Saturday, May 3, 2014
Usually, it's just bills, insurance confusion, and enough junk mail to make me feel guilty about how many forests have been killed on my account. But today, there's a card addressed to my three children.
I check the return address and pause. It takes a few seconds, but the synapses finally fire. It's a card from Liza and Johnathan, my brother and sister in love. "How sweet," I think, and put it to the side for the children to open tomorrow morning.
Half an hour later, I glance at the unopened envelope again, my brain jolting with the realization of why it took me so long to reconcile the address with my brother and his wife. This isn't from Liza. This isn't her large swirling font that always fills each line to capacity. What's more, where the stamp should be, the word "FREE" is handwritten in purple, something my unconscious recognized as "wrong" enough to make me pause even though my conscious was kept in the dark.
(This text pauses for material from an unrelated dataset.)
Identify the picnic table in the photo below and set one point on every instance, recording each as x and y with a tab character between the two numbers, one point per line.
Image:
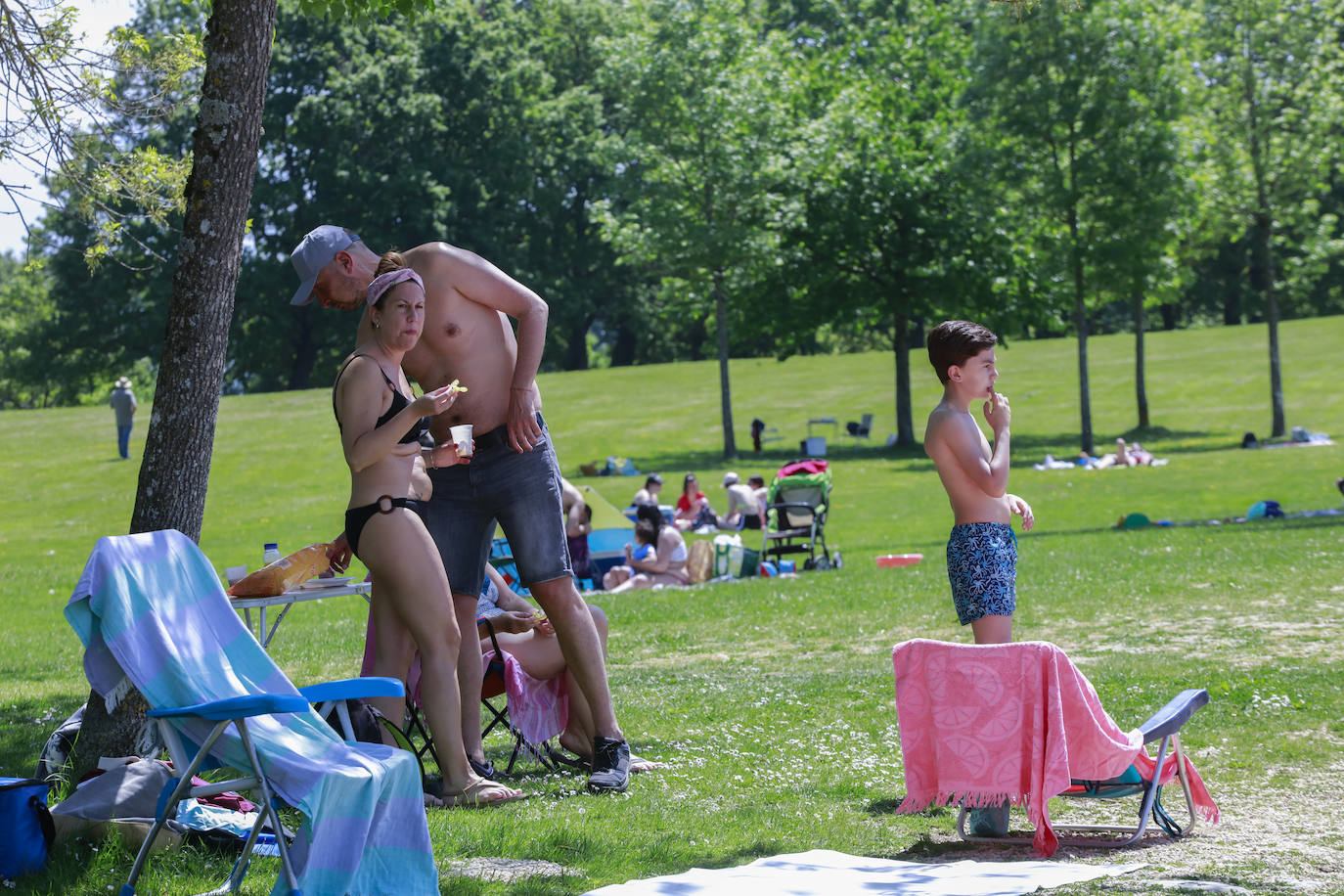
311	590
The tiny, cramped handwriting belongs to Johnathan, my brother tucked halfway around the world on the U.S.S. Bataan.
I rip open the card, no matter that it's not really addressed to me. I drink in every word, searching for something in the nothing he's written but still thankful for the words sent our way, only the second piece of mail from him thus far.
Since Johnathan deployed in February, our family has made more trips to the local post office than normal. In fact, the last time I was on a first name basis with a postal worker was before Johnathan was married during a tour in Iraq.
Each week, the twins and I make the trek down to the beige building with the flag flapping in the breeze overhead. We give of our time to send love his way, the only thing we can do other than pray, a second gift of love we offer as a family each night.
In the envelopes, I include a handwritten letter, a story or drawing the children made, and whatever nonsense and goodies can fit to send across the ocean.
Patriotic twizzlers, 400 tootsie pops with Bible verses attached, jelly beans, and 1000 piece puzzles to help pass the time. I hand it all across the counter, pay the postage, and trust that my package will reach him.
As Oliver O'Toole says in Hallmark's sappy new television show about the dead letter division of the U.S. Postal Service, "Putting a stamp on a letter and sending it out there into the world is an act of faith."
I'd never thought of it that way before, but the quotation has resonated with me ever since.
An act of faith.
It's not just snail mail, though. My texts and emails require that faith, too, a faith that my words will reach their destination. I send them out, assume the recipient has read my words, and move forward.
A week before Easter, though, that faith was being tested daily. My brother hadn't received any of my packages. It had been two months with my weekly sending of letters, and still, nothing. That faith in the U.S. Postal service waned a good bit as the children and I (along with my mother and his mother-in-law) wondered where all our mail was going!?
On Good Friday, Johnathan walked into his cabin to find his bunk covered in boxes--all the missing packages we'd sent so far had all arrived at once. The next day, all our letters arrived in bulk, too....just in time for Easter.
Talk about perfect timing.
It is an act of faith for me to send a letter forth into the world. But it's not faith in the postal service. It's faith in the sovereignty of God.
In God's sovereignty, He knew my brother would be most lonely at Easter, a time when we usually celebrate together as a family. And so, God allowed the mail to be crazy delayed and all arrive at once, at the perfect time to surround my brother at Easter time with the love of His family.
There's another box on my table waiting for me to send it on its way, hopefully in time for my brother's birthday in June. But if it doesn't reach him by then, that's ok, too. My faith is in the One who determines when and if it arrives, not in the one who cancels the stamps on my package.